I have previously written my critique of the overly-optimistic Super-Cycle Report, in which I have put the chart below showing the Shiller P/E Ratio (i.e. cyclically-adjusted price-to-earning ratio) for the S&P 500 with the percentage of “Net Investors” cohort within the entire population. The “Net Investors” cohort was defined as the people between 35 to 54 years old. According to the standard life-cycle hypothesis, these are the group of people who are saving the most to prepare themselves for retirement, thus the larger the proportion of these group of the people relative to the entire population, the hypothesis predicts that asset prices should be higher. In other words, asset market may be more prone to bubbles if the size of this group of people is large.
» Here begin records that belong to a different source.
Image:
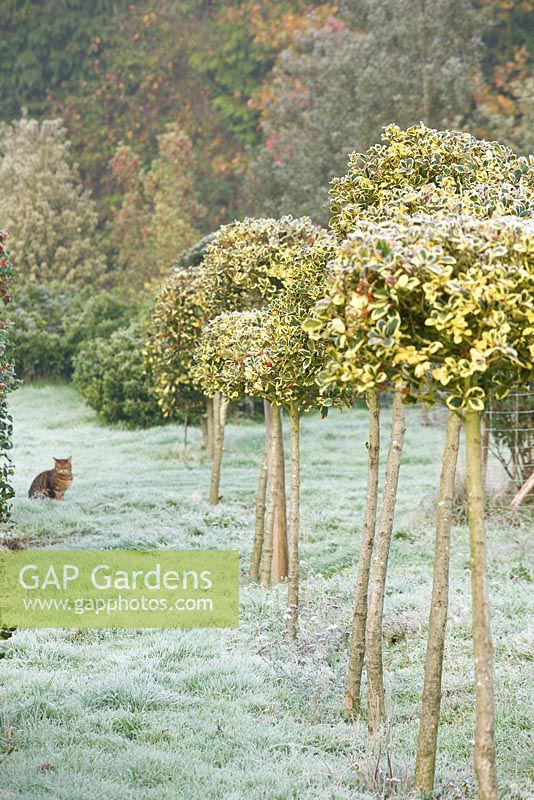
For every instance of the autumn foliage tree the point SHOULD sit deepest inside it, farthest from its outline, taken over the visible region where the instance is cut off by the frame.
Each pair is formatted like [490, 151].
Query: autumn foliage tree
[158, 211]
[52, 221]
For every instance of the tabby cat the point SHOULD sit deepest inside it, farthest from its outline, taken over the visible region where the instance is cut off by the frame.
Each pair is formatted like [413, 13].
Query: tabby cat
[54, 482]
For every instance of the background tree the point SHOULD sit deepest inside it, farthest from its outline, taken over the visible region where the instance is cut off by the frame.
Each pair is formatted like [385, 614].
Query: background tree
[52, 221]
[111, 375]
[6, 384]
[333, 90]
[172, 338]
[158, 209]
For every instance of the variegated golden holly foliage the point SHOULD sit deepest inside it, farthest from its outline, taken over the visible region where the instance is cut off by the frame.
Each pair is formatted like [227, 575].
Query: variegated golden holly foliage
[174, 331]
[266, 352]
[443, 306]
[233, 354]
[429, 171]
[250, 261]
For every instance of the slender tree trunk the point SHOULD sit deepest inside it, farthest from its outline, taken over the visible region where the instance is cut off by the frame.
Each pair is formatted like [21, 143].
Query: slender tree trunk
[267, 549]
[293, 583]
[186, 426]
[220, 408]
[425, 77]
[359, 619]
[209, 427]
[430, 706]
[254, 570]
[375, 677]
[483, 648]
[279, 566]
[485, 448]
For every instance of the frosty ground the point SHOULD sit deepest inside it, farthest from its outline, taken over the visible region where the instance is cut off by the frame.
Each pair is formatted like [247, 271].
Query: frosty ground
[203, 715]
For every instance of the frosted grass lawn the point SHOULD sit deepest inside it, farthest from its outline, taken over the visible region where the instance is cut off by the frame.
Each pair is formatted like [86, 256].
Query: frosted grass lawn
[203, 715]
As far as US stocks are concerned, the hypothesis seemed to have held pretty well.
Source: Robert Shiller
Előd Takát of the Bank of International Settlement (BIS) wrote a paper back in August 2010 titled “Ageing and asset price” (H/T to Leith van Onselen). The study examined the possible impact of ageing to real estate prices. Between 1970-2009 as the baby boomers grew up, they drove real estate prices up in all but one English Speaking country (that one was the United Kingdom of Great Britain and Northern Ireland). In the United States, for instance, he estimated that the demographic “tailwind” for the real estate prices in the past 40 years was roughly 80 basis points per year relative to neutral demographics. However, as ageing continues, most countries will face demographic “headwinds”. In the case of the United States, he estimated that the headwinds will be roughly 80 basis points a year relative to neutral demographics. In other words, real estate prices in most countries with ageing populations will be declining in the long-run.
What is the implication for China? China will be ageing rapidly. While the one-child policy helped China to have a rapid increase of working-age population relative to total population in the past 30 years or so, the demographic dividend would have ended in 2010. Both working-age population as a percentage of total population and the so-called “Net Investors” cohort relative to total population peaked in 2010, and are both declining rapidly.
Source: UN Population Division
Although far from predicting a burst of real estate bubble, this implies that China Real Estate will likely to face some demographic headwinds.